El presidente Duque le responde a Claudia, autoritario: “El presidente soy yo”. La alcaldesa Claudia le responde a Duque, sarcástica: “Ah, entonces vamos nosotros a salir a deber”. La una dice, retadora, que suspende el pago de los servicios públicos en los estratos bajos; pero no lo hace porque dice que el otro le dijo que no. Pero el otro después saca un decreto diciendo que sí, que ese pago lo pueden suspender los alcaldes si quieren. Y entonces ella tampoco lo suspende: porque si lo hiciera parecería estar obedeciendo al otro, y eso sí que no. Entonces el presidente ordena que se levante el confinamiento para la construcción y las manufacturas, y la alcaldesa parece ceder, generosa: que para la construcción, bueno; pero para las manufacturas, eso sí que tampoco: sobre su cadáver. Tercamente, cada cual le lleva la contraria al otro, a ver cual gana.

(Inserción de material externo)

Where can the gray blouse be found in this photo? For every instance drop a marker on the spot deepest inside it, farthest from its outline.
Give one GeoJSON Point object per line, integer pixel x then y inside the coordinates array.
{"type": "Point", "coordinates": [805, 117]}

No sé cuál de los dos tenga la razón, en los detalles. Ni en los jurídicos ni en los reales. No creo que lo sepan ellos mismos: hay demasiados detalles. Son demasiado contradictorias las cifras que una y otro se tiran a la cara. Así, a ojo, parece que la razón profunda, o al menos la razón sentimental (o al menos la sensiblera), estuviera del lado de Claudia López, la alcaldesa de Bogotá, porque ese es el lado, como dicen, “de la vida”; y en cambio Iván Duque, el presidente de la república, parece estar del lado del frío cálculo económico. Pero es que el cálculo económico, por frío que sea, es el que en fin de cuentas respalda la vida (la humana, al menos) tal como existe en la sociedad capitalista actual. Y (por el momento, al menos) no hay otra. Es posible que se construya un sistema socioeconómico distinto después de la pandemia, como esperan los más optimistas, los que creen en el lado bueno de la condición humana. Pero durante la pandemia, que apenas está empezando, las cosas son así. Y así, en lo práctico, tiene razón Duque cuando dice que “no es momento para pugilatos políticos”.

Pero eso es lo difícil. Porque en esta pelea burocrática de políticos profesionales lo que hay detrás (para usar una de las frases favoritas de la prensa colombiana), lo que hay detrás es un enfrentamiento de egos, más que de convicciones. Iván Duque tal vez no tenga ninguna, o no se le han notado (“ni trizas ni risas” ha sido su más fuerte declaración de principios); y tal vez su propio ego no esté muy desarrollado, hasta el punto de que, temeroso de no ser reconocido, se hace bordar su nombre (Iván Duque) en su chaqueta sobre la tetilla cuando aparece en la televisión. Pero ha sido tan criticado desde antes aun de su elección por su calidad de monaguillo subserviente de su “presidente eterno”, Álvaro Uribe, que quiere mostrar que él manda: que el presidente es él. Y por su parte Claudia López, a quien el ego se le derrama a chorros por los cuatro costados, actúa como lo que es (y como lo que han sido todos los recientes alcaldes de Bogotá: Mockus, Petro, Peñalosa…): como candidata a la presidencia. Y se cura en salud (si esta expresión puede usarse en estos momentos de enfermedad universal) achacándole a quien desde ya considera no su superior jerárquico, sino su predecesor en la presidencia, todos los errores que ella tendrá que heredar. Lo mira ya en un imaginario espejo retrovisor. Como hizo Pastrana con Samper, Uribe con Pastrana, Santos con Uribe y Duque con Santos. Estamos, pues, asistiendo a un pugilato político del futuro, como lo han sido todos los de nuestro pasado reciente.

O a dos. Porque a la pelea de Claudia López con Duque hay que agregar la que tiene ella casada con el otro presidente in pectore –en su propio pectore– que es Gustavo Petro. Ni siquiera su amago de cáncer del esófago, que tuvo que ir a verificar con los médicos cubanos porque los colombianos le inspiraban sospechas de sesgo ideológico, pudo morigerar el rencor de Petro contra Claudia y hacer que por unos días dejara de atacarla. Otro choque de egos desaforados, mientras el coronavirus se ceba con nosotros.

O no. Porque a lo mejor tiene razón el escritor Fernando Vallejo, que se queja de que este virus no mata a casi nadie: ni siquiera a una diezmilésima proporción de los 8.000 millones de seres humanos que atestamos la Tierra.